Tensor Train Error Estimation¶
ChebyshevTT also supports error_estimate(). The algorithm is analogous to the
full-tensor case: for each core, convert to Chebyshev coefficients via DCT-II, take
the maximum absolute value of the last coefficient slice (across all rank indices),
and sum across dimensions.
from pychebyshev import ChebyshevTT
tt = ChebyshevTT(my_func, 5, domain, [11]*5, max_rank=10)
tt.build()
print(f"TT error estimate: {tt.error_estimate():.2e}")
Two sources of TT error
The TT error estimate captures per-core coefficient truncation -- the error from using finitely many Chebyshev nodes within each core. It does not capture rank truncation error -- the error from representing the function with a low-rank TT decomposition. Think of it this way: even if every core perfectly resolves its 1-D slices (coefficient error \(\approx 0\)), the TT may still be inaccurate because the rank is too low to capture all the coupling between dimensions.
In practice, the rank truncation error dominates at low ranks
(max_rank \(\leq 5\)), while coefficient truncation dominates at
high ranks with few nodes. The estimate is most reliable when
max_rank is large enough that increasing it no longer improves accuracy.
Convergence Example¶
As the number of nodes increases, the error estimate should decrease -- rapidly for smooth functions. This example demonstrates spectral convergence for a 1-D function:
from pychebyshev import ChebyshevApproximation
import math
def f(x, _):
return math.sin(x[0])
for n in [5, 10, 15, 20, 25, 30]:
cheb = ChebyshevApproximation(f, 1, [[-1, 1]], [n])
cheb.build(verbose=False)
print(f"n={n:2d}: error_estimate = {cheb.error_estimate():.2e}")

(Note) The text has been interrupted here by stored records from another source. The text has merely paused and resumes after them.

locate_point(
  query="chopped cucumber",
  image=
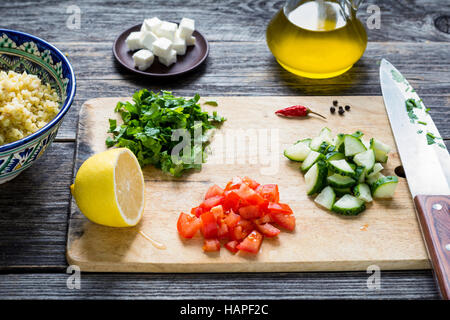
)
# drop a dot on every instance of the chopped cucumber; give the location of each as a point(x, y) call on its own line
point(316, 143)
point(326, 198)
point(338, 181)
point(315, 177)
point(371, 178)
point(342, 191)
point(346, 166)
point(362, 191)
point(334, 156)
point(360, 174)
point(378, 167)
point(365, 159)
point(366, 143)
point(342, 167)
point(324, 147)
point(312, 158)
point(339, 142)
point(353, 145)
point(381, 150)
point(384, 187)
point(325, 133)
point(298, 151)
point(349, 205)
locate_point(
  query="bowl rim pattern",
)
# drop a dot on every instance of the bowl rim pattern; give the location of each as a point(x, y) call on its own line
point(69, 95)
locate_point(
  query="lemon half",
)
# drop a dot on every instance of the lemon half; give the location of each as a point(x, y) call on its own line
point(109, 188)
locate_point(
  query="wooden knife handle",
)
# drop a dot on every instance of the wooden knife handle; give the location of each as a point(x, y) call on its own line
point(434, 217)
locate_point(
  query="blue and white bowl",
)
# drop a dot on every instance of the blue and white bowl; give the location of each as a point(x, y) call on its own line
point(21, 52)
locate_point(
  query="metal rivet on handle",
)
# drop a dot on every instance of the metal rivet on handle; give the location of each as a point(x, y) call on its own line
point(437, 206)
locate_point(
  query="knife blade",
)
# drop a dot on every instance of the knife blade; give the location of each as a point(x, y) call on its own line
point(426, 163)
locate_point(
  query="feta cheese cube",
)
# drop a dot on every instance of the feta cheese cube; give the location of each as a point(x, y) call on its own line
point(167, 30)
point(143, 59)
point(186, 28)
point(147, 39)
point(133, 41)
point(169, 59)
point(179, 45)
point(152, 24)
point(190, 41)
point(162, 47)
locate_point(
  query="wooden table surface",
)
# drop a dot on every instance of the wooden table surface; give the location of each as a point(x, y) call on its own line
point(34, 207)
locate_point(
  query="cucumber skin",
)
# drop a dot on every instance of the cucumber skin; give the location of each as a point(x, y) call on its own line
point(335, 185)
point(335, 155)
point(349, 212)
point(320, 157)
point(342, 191)
point(333, 199)
point(348, 137)
point(321, 177)
point(341, 172)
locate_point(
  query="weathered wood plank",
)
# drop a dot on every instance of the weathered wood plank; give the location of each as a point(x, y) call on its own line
point(34, 209)
point(326, 285)
point(104, 20)
point(230, 71)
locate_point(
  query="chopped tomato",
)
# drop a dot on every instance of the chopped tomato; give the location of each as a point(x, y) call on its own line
point(209, 225)
point(217, 211)
point(197, 211)
point(247, 226)
point(279, 208)
point(214, 191)
point(268, 230)
point(241, 214)
point(251, 243)
point(237, 233)
point(250, 212)
point(284, 220)
point(231, 201)
point(269, 192)
point(235, 183)
point(232, 219)
point(231, 246)
point(222, 232)
point(211, 245)
point(251, 183)
point(211, 202)
point(264, 219)
point(188, 225)
point(249, 195)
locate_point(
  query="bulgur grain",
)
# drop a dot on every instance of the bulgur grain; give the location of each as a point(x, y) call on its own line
point(26, 105)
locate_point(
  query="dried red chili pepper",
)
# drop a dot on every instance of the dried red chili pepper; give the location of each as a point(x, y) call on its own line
point(296, 111)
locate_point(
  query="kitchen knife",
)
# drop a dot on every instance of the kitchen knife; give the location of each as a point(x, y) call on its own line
point(426, 163)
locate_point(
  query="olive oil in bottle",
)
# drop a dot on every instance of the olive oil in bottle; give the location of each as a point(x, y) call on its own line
point(316, 39)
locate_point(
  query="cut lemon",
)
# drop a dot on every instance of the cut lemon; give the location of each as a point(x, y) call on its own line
point(109, 188)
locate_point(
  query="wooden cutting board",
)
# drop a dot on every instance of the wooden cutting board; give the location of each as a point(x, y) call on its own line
point(386, 234)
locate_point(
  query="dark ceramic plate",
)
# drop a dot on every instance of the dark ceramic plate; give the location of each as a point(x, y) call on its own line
point(195, 55)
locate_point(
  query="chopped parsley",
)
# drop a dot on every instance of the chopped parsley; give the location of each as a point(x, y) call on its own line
point(211, 103)
point(150, 126)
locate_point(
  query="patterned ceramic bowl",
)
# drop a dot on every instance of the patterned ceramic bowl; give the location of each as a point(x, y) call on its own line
point(23, 52)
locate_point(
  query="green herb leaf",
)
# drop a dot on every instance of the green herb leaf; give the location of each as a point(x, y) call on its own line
point(211, 103)
point(149, 123)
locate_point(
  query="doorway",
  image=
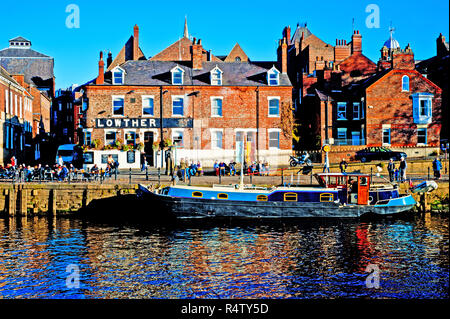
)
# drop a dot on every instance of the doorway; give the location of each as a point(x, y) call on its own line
point(148, 147)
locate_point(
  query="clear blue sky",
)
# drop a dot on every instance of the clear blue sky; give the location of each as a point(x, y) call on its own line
point(255, 25)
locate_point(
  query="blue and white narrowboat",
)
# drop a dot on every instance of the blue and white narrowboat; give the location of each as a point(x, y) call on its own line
point(336, 195)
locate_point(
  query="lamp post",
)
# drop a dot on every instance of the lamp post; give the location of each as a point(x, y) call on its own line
point(161, 143)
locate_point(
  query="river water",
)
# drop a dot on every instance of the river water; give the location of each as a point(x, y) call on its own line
point(74, 258)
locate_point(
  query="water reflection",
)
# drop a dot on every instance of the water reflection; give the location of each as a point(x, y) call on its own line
point(303, 259)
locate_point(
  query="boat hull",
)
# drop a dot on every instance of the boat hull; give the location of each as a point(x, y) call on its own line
point(211, 208)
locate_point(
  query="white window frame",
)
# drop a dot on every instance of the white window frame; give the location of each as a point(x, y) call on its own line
point(214, 81)
point(178, 131)
point(6, 102)
point(212, 98)
point(273, 70)
point(358, 105)
point(175, 69)
point(114, 78)
point(270, 98)
point(422, 127)
point(110, 131)
point(144, 97)
point(403, 89)
point(344, 112)
point(273, 130)
point(113, 97)
point(184, 104)
point(214, 131)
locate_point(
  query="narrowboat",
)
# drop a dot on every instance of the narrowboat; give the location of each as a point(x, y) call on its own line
point(336, 195)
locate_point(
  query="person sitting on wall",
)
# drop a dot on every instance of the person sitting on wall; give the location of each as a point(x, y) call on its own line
point(343, 165)
point(199, 169)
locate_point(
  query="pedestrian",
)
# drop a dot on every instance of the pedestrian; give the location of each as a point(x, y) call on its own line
point(216, 168)
point(343, 165)
point(13, 162)
point(437, 166)
point(183, 165)
point(391, 170)
point(402, 169)
point(60, 161)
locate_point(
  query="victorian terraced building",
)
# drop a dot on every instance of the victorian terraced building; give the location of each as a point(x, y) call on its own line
point(206, 105)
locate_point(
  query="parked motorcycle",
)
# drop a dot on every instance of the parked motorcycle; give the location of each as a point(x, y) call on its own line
point(300, 160)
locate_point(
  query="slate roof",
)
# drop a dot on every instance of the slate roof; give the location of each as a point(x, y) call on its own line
point(21, 53)
point(19, 39)
point(234, 73)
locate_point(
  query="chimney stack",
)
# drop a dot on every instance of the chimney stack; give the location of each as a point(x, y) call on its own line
point(356, 42)
point(101, 70)
point(282, 55)
point(197, 54)
point(109, 59)
point(136, 43)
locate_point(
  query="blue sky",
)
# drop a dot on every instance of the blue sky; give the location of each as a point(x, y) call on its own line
point(255, 25)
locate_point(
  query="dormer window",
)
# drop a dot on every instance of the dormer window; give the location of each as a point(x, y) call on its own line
point(273, 76)
point(216, 76)
point(405, 83)
point(177, 75)
point(118, 74)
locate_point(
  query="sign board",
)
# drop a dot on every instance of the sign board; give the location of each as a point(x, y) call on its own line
point(142, 122)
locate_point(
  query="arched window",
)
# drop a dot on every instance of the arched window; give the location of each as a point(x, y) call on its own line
point(405, 83)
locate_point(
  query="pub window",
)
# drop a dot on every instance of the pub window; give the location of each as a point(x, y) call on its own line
point(130, 138)
point(274, 106)
point(177, 137)
point(147, 106)
point(290, 197)
point(177, 106)
point(216, 106)
point(342, 111)
point(261, 198)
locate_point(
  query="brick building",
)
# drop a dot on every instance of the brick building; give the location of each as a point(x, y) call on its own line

For \(\sin(x)\), which is entire (analytic everywhere in the complex plane), the coefficients decay exponentially, so you should see the estimate drop by several orders of magnitude as \(n\) grows.
API Reference¶
For full method signatures and parameter details, see:
ChebyshevApproximation.error_estimate()-- error estimate for standard tensor interpolation.ChebyshevSlider.error_estimate()-- error estimate for sliding approximation (sum of per-slide errors).ChebyshevTT.error_estimate()-- error estimate for Tensor Train approximation (from coefficient cores).
References¶
- Berrut, J.-P. & Trefethen, L. N. (2004). "Barycentric Lagrange Interpolation." SIAM Review 46(3):501--517.
- Good, I.J. (1961). "The colleague matrix, a Chebyshev analogue of the companion matrix." The Quarterly Journal of Mathematics 12(1):61--68.
- Ruiz, G. & Zeron, M. (2021). Machine Learning for Risk Calculations. Wiley Finance. Section 3.4.
- Trefethen, L. N. (2013). Approximation Theory and Approximation Practice. SIAM. Chapters 3--4.